What is the purpose of `_mm_clevict` intrinsic and corresponding clevict0, clevict1 instructions?

372 Views Asked by At

Intel® Intrinsics Guide says about _mm_clevict:

void _mm_clevict (const void * ptr, int level)
#include <immintrin.h>
Instruction: clevict0 m8
             clevict1 m8
CPUID Flags: KNCNI

Evicts the cache line containing the address ptr from cache level level (can be either 0 or 1).

What could be the purpose of this operation? Is it different from _mm_cldemote?

2

There are 2 best solutions below

0
John D McCalpin On BEST ANSWER

As far as I can tell, these instructions were added to the 1st generation Xeon Phi (Knights Corner, KNC) processors to help deal with some very specific performance issues for data motion through the cache hierarchy. It has been quite a while since I looked at the details, but my recollection is that there were some performance problems associated with cache victims, and that throughput was improved if the no-longer-needed lines were evicted from the caches before the cache miss that would cause an eviction.

Idea (1): This might have been due to memory bank conflicts on dirty evictions. E.g., consider what would happen if the address mapping made it too likely that the new item being loaded would be located in a DRAM bank that conflicted with the victim to be discarded. If there were not enough write buffers at the memory controller, the writeback might have to be committed to DRAM before the DRAM could switch banks to service the read. (Newer processors have lots and lots of write buffers in the memory controller, so this is not a problem, but this could have been a problem for KNC.)

Idea (2): Another possibility is that the cache victim processing could delay the read of the new value because of serialization at the Duplicate Tag Directories (DTDs). The coherence protocol was clearly a bit of a "hack" (so that Intel could use the existing P54C with minimal changes), but the high-level documentation Intel provided was not enough to understand the performance implications of some of the implementation details.

The CLEVICT instructions were "local" -- only the core executing the instruction performed the eviction. Dirty cache lines would be written out and locally invalidated, but the invalidation request would not be transmitted to other cores. The instruction set architecture documentation does not comment on whether the CLEVICT instruction results in an update message from the core to the DTD. (This would be necessary for idea (2) to make any change in performance.)

The CLDEMOTE instruction appears to be intended to reduce the latency of cache-to-cache transfers in producer-consumer situations. From the instruction description: "This may accelerate subsequent accesses to the line by other cores in the same coherence domain, especially if the line was written by the core that demotes the line." This is very similar to my patent https://patents.google.com/patent/US8099557B2/ "Push for sharing instruction" (developed while I was at AMD).

5
Peter Cordes On

Note that it's KNCNI, Knight's Corner New Instructions, so that's first-gen Xeon Phi compute cards, before Knight's Landing. That evolved out of a GPU, so it's maybe not surprising to have cache-control instructions.

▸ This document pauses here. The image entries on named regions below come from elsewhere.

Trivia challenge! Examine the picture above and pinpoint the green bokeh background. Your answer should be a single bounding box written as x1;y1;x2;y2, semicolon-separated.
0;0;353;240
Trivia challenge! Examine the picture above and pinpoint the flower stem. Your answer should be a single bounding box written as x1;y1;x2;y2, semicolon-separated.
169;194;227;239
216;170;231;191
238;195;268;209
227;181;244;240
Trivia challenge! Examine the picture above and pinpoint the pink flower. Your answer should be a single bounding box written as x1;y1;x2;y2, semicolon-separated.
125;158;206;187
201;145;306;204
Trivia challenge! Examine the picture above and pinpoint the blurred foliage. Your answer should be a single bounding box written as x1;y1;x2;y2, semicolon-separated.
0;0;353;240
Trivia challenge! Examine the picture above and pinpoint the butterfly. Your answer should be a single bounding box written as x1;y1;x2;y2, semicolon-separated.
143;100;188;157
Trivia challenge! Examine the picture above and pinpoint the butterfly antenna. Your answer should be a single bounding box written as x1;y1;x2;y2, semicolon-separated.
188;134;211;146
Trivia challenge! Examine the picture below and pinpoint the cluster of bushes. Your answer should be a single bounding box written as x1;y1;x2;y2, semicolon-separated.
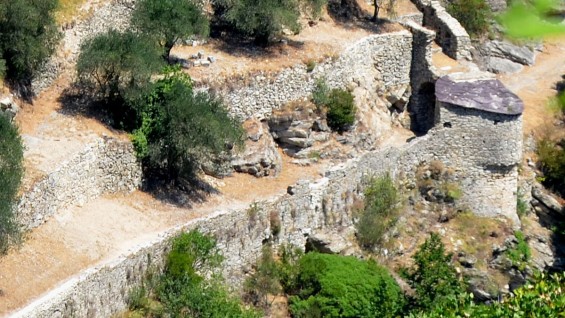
245;233;565;317
128;230;260;318
77;0;243;184
355;174;399;249
312;80;356;133
446;0;492;36
0;114;23;254
0;0;59;85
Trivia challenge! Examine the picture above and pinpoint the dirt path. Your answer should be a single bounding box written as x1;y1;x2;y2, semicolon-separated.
500;37;565;134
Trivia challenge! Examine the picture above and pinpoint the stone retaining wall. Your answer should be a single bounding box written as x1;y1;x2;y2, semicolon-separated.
412;0;472;60
212;31;412;119
9;113;521;318
16;138;141;230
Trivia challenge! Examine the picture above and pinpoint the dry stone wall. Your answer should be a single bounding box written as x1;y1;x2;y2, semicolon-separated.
412;0;472;60
8;110;521;318
16;138;141;230
209;31;412;119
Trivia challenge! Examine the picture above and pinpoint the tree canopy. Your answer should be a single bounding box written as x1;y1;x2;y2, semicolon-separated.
132;0;209;60
0;114;23;253
0;0;59;84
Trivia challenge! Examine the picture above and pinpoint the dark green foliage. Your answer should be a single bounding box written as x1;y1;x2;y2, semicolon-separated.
0;0;59;84
506;231;532;270
132;0;209;60
133;68;243;182
129;230;259;318
0;114;23;254
326;89;356;132
216;0;326;44
537;139;565;196
76;30;162;107
405;233;463;311
355;174;398;248
409;273;565;318
447;0;492;36
244;245;282;307
289;253;404;317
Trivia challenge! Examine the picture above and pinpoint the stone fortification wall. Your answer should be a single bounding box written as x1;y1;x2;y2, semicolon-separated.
8;114;519;318
403;22;439;135
16;138;141;229
31;0;135;94
412;0;472;60
212;31;412;119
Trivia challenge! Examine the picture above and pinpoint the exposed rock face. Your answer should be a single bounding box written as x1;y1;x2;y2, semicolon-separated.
0;96;20;121
232;119;282;177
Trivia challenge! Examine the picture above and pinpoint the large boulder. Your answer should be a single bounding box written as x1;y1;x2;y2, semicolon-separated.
232;119;282;177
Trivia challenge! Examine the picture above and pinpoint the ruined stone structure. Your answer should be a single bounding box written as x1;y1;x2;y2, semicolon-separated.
412;0;472;60
15;138;142;230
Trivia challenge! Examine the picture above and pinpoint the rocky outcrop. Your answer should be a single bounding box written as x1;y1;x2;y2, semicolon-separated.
0;96;20;121
15;138;142;229
232;119;282;177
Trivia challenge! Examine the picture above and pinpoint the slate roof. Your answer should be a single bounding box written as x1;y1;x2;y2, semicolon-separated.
435;75;524;115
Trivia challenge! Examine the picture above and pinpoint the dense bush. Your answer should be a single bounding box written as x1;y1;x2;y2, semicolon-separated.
0;0;59;85
409;273;565;318
405;233;464;311
215;0;326;44
447;0;492;36
129;230;259;318
133;68;243;181
326;89;356;132
132;0;209;60
0;114;23;254
76;30;162;107
537;139;565;196
289;253;404;317
355;175;398;248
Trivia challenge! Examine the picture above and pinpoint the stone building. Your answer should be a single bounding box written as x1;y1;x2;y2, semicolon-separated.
432;73;524;226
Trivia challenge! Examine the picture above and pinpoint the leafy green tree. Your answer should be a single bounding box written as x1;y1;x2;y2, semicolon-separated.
76;30;162;104
134;68;243;182
132;0;209;61
400;233;464;311
216;0;326;44
0;114;23;253
0;0;60;85
355;174;398;248
447;0;492;36
289;253;404;317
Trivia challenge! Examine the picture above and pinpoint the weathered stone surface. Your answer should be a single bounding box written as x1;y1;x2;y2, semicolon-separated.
435;74;524;115
532;184;565;215
484;41;536;65
15;138;142;230
413;0;472;60
232;120;282;177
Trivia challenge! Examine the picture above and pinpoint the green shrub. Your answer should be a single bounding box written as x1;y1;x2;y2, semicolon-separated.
131;0;209;61
215;0;326;44
0;114;23;254
0;0;60;85
537;139;565;196
355;174;398;248
408;272;565;318
312;78;330;109
289;253;404;317
404;233;464;311
447;0;492;36
506;231;532;270
130;67;243;182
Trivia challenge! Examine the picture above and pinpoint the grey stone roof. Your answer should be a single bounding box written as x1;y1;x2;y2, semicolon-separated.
436;75;524;115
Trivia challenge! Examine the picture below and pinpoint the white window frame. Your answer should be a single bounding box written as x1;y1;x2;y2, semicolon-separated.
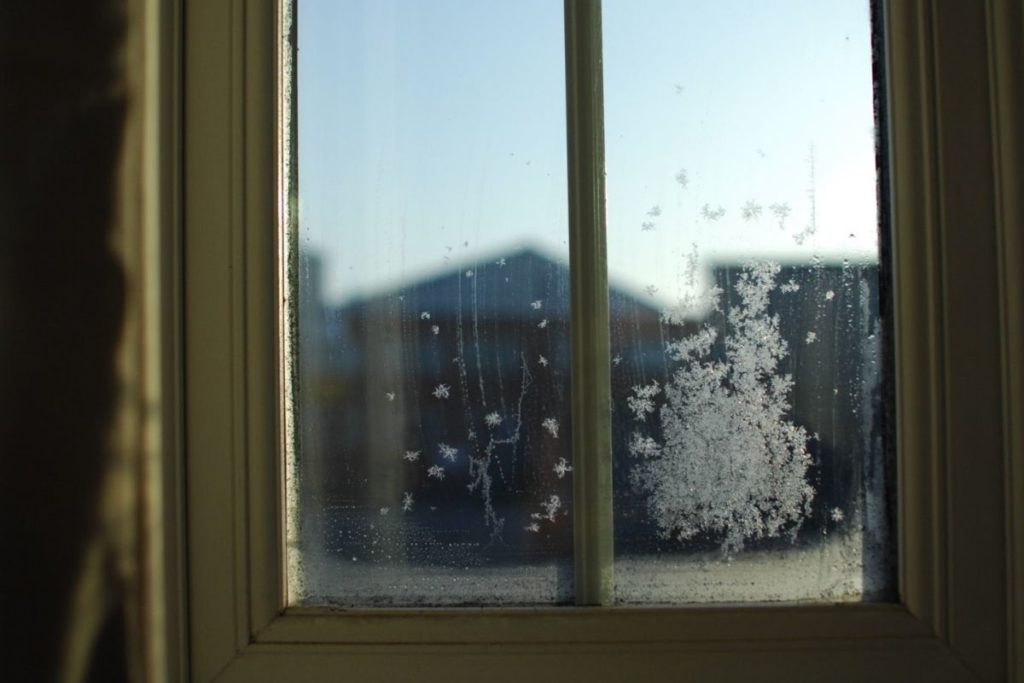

Perhaps also relevant for interfacing with the host system, since the compute card's caches are not coherent with the host system CPUs. Although they might be coherent with PCIe access to the device's memory, just like x86 in general has cache-coherent DMA. (Also, evicting from only from one cache level might still leave dirty data in the other, if outer cache isn't inclusive. If any manual coherency was needed before host reads of device-memory, more likely clflush or something would be used.)

I don't know exactly why KNC had it, but there's no reason to ever expect it to appear in mainstream x86 CPUs. Not even KNL had KNCNI; KNL has AVX-512F + ER + PF instead; KNCNI was a total dead-end instruction-set extension that isn't present in any later CPUs.


It might well be a similar idea to cldemote when used on dirty data, but on clean data it would let you discard data after you've finished reading it. (Recall that KNC was fully in-order, based on the P54C (Pentium) dual-issue in-order microarchitecture, so you can actually know in terms of program-order when you're done accessing a cache line. Unlike with KNL which was based on Silvermont.)

Managing cache by manually evicting data you know you don't need to read anymore is my best guess.